Default value: 0 bytes (meaning that log files are cycled every time they are checked)

log-syslog-level

This configuration item is only available in DataSource version 6.2.4 or later.

log-syslog-level specifies the severity of the errors and events that are reported to the operating system’s log when this DataSource application is running.

You can override this setting by specifying the syslog-level option of the add-log configuration item.

The log-level item, and level option of add-log (if specified) take precedence over log-syslog-level. For example, if log-syslog-level is set to DEBUG but log-level is set to INFO, only log messages with severity INFO or higher go to the syslog.
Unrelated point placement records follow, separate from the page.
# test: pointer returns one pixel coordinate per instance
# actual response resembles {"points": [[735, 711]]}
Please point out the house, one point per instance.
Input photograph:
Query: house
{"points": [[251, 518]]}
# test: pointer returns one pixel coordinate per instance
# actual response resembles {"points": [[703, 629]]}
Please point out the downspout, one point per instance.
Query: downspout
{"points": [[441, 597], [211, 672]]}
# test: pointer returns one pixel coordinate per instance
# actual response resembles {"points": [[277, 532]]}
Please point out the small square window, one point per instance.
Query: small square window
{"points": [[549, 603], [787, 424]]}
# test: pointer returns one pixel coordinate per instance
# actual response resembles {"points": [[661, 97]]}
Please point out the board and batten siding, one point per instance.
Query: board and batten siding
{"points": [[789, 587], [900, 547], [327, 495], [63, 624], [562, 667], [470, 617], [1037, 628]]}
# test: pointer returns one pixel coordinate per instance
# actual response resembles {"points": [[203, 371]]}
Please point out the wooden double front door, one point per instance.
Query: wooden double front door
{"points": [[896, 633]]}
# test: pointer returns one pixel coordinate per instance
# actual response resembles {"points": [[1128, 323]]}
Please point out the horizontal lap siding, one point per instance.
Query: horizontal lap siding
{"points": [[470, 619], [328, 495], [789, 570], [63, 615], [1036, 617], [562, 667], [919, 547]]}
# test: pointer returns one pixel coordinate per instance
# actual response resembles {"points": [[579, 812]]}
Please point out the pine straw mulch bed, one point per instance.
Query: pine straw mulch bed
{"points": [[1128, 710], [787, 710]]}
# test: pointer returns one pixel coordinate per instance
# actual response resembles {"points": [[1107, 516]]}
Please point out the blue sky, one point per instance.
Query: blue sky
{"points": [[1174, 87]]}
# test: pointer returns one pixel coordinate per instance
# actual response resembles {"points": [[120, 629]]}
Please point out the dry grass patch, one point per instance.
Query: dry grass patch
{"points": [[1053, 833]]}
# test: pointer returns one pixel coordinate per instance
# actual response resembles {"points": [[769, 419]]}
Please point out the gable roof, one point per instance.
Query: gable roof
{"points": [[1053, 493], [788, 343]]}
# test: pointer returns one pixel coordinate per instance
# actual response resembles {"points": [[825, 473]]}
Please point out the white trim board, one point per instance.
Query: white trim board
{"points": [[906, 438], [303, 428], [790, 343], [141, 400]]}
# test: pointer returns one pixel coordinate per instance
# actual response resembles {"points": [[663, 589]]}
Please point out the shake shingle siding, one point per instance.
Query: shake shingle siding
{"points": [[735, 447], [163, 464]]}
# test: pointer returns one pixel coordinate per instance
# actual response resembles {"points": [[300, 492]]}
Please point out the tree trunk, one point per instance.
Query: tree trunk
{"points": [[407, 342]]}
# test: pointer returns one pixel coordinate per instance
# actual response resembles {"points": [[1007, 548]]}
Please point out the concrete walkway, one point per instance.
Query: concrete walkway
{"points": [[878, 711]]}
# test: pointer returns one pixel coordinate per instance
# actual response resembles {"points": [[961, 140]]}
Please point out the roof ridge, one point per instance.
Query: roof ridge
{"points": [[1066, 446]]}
Also see syslog-facility and log-level.

Use in: C

Syntax: log-syslog-level <log-level-name>

Type: string

Default value: ERROR

Values accepted:

log-level-name CORRESPONDING JAVA LOG LEVEL DESCRIPTION

DEBUG

FINE

Reports all errors and events.

INFO

INFO

Reports events and information regarding normal operation and all errors included in the WARN, NOTIFY, ERROR and CRIT debug levels.

WARN

WARNING

Reports minor errors and all errors included in the NOTIFY, ERROR and CRIT debug levels.

NOTIFY

WARNING

Reports errors regarding data corruptions and all errors included in the ERROR and CRIT debug levels.

ERROR

SEVERE

Reports serious errors regarding network connections and all errors included in the CRIT debug level.

CRIT

SEVERE

Reports critical errors that prevent the DataSource application from running.

log-syslog-level doesn’t set the threshold at which log messages about the DataSource application’s events and errors are published to the monitoring subsystem; to do this, use log-monitor-level.

log-use-parent-handlers

log-use-parent-handlers specifies, for Java-based DataSource applications only, that the application must send log records to its parent Logger (see setUseParentHandlers in the documentation of the Java Logger class). The standard DataSource logger class that’s used when this item isn’t set is com.caplin.datasource.DataSource.

You can override this setting for a particular type of log file by specifying the use-parent-handlers option of the add-log configuration item.

Use in: Java

Syntax: log-use-parent-handlers <boolean>

Type: boolean

Default value: FALSE

syslog-facility

This configuration item is only available in DataSource version 6.2.4 or later.

syslog-facility specifies the syslog facility to use when this this DataSource application’s error and event messages are recorded in the operating system’s system log (syslog).The message severities to be logged are determined by log-syslog-level and the syslog-level option of the add-log configuration item.

Refer to your operating system manual for instructions on how to set up syslog to receive these messages.

Use in: C

Syntax: syslog-facility <facility-name>

Type: string

Default value: local6

Default log cycling behaviour

If you don’t specify any log cycling configuration, then by defaultall log files are cycled at 04:00 hours each day, so that a separate log file for each type of log is created for each day. You can of course override this default setting for a particular type of log file by specifying the relevant options in an add-log …​ end-log configuration entry.

The default settings are equivalent to the following configuration:

# Cycle logs every time they are checked:
log-maxsize       0

# Cycle logs for the first time at 4 hrs after midnight:
log-cycle-time    240

# Cycle logs every 24 hrs after log-cycle-time:
log-cycle-period  1440

# Cycled log filename has suffix 1 - 7 (representing Mon - Sun):
log-cycle-suffix  .%u

# Cycled log filename has day number of the day when the logged data starts:
log-cycle-offset  -1
This default configuration can create very large log files if your system has lots of fast moving data. It’s useful to have as much log data as possible in an individual file, but you should change the logging configuration appropriately if the files grow too large.